Tuesday, February 17, 2004


Thinking about narrative, which has been preoccupying me more and more. Not only because I spent a large part of last year writing it, and will spend a deal of time this year also, but also because it seems to me that narrative underpins much more of what I do than I realised and much of what I find interesting.

On the one hand, I have been writing fantasy, a mode of narrative which is ancient - mythmaking for modern times. Its contemporary form is inflected through Mediaeval and Renaissance Utopian texts, the 19C realistic novel and also influenced by Romantic poetry. Its origins in poetry - Gilgamesh, Homer - exists now in the obligatory scraps of poems which inhabit, for good or ill, most fantasy novels. Modern fantasy is impure prose, a genre which still maintains its innocence, despite the endless crappiness of sword and sorcery written to satisfy what seems like an endless consumer hunger for escapism: which is a factor, to be sure, but I suspicion it's not so simple as that. Ursula Le Guin's protests against the cheapening of fantasy in her forward to Tales of Earthsea: and she also affirms the power of language in "A Few Words to a Young Writer":

Socrates said, "The misuse of language induces evil in the soul." He wasn’t talking about grammar. To misuse language is to use it the way politicians and advertisers do, for profit, without taking responsibility for what the words mean. Language used as a means to get power or make money goes wrong: it lies.

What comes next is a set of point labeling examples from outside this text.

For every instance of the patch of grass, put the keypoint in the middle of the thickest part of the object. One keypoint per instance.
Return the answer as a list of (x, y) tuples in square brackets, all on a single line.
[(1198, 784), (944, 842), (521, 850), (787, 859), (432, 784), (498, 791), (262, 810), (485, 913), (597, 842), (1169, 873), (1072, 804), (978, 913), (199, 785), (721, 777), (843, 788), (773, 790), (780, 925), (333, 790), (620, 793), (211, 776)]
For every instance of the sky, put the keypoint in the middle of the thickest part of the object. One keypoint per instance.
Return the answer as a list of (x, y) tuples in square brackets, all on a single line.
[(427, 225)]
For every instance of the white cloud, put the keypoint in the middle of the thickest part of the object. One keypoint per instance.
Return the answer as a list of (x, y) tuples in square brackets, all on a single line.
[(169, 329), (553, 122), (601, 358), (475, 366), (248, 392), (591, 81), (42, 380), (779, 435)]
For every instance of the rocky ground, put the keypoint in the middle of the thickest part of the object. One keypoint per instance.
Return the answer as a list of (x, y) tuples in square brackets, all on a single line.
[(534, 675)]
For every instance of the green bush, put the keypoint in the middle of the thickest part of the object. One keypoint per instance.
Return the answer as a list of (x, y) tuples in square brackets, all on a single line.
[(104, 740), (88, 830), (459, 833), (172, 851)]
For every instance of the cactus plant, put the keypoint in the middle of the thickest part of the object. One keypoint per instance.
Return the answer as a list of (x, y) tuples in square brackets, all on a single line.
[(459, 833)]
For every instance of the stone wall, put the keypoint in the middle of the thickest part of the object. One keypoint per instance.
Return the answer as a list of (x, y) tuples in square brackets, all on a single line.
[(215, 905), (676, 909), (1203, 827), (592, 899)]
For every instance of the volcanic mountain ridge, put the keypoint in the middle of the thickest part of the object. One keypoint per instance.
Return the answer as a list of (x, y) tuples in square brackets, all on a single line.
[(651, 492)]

Language used as an end in itself, to sing a poem or tell a story, goes right, goes towards the truth. A writer is a person who cares what words mean, what they say, how they say it. Writers know words are their way towards truth and freedom, and so they use them with care, with thought, with fear, with delight.

Le Guin uses story in a variety of speculative forms to comment on her society. In her fantasy, she doesn't question the basic mode of narrative itself: she writes popular stories which satisfy a basic arc of narrative desire, which draw on archetypes and refashion them for a contemporary world. I have tried to do the same in The Gift and The Riddle: it was very restful to accept a convention and work within it, rather than to question the very basis of the form I was working with. And illuminating as well. Using recognisable tropes rather than going for novelty allows considerable scope for subversion: and I am always pleased when I am told that The Gift is a subversive book. It is deliberately so: though it may be that it is too subversive for its own good, since one of the criticisms that has been made of it is its very lack of "originality".

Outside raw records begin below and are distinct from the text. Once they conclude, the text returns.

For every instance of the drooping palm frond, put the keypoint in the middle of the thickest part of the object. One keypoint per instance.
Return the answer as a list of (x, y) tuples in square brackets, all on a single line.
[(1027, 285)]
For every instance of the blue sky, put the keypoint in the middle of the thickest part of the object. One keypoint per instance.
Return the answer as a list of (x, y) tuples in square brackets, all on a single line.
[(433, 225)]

However, what interests me also is a kind of prose or poetry which also shatters these narrative conventions. I explored a little of that in Navigatio, a short and very formal novel which I conceived partly as a response to demands for "authenticity" in work: what if I worked backwards and provided all the claims for "authenticity" myself and then took that "authenticity" into realms which were clearly not "real"? One response, a slightly disturbing one, was the erasure of all its fantastic elements: I have had several comments on the "historical" aspects of the novel, although quite clearly modern histories do not include angels and Poe-like maelstroms. History as fantasy, fantasy as history: they are not so different. So what exists in between? Is there a gap where an actuality might in fact site itself?

The book which is preoccupying me at the moment, and which I will write one day when I have the space (maybe next year) is one which is sceptical about these narrative conventions, these histories of the real (one of its preoccupations is the retrieving of the "real" from its etymology of economy (the Spanish coin real and the Royal). It will not pretend to be "real" or "authentic", and so perhaps might have some chance of entering a proper authenticity. I have no doubt G.W. Sebald is way ahead of me in his conflation of history, literature, autobiography and dream: I am not sure my baroque imagination can manage such astringency. Ron Halpern's essay Notes Toward (Es)saying "I", Narratively, in which he proposes a narrative which essays the faults of narrativity, an erotics of narrative between a "you" and an uncertain "I", rehearses many of the ideas which are twitching around in my head. Well, there's nothing more fun than thinking about the book one is going to write.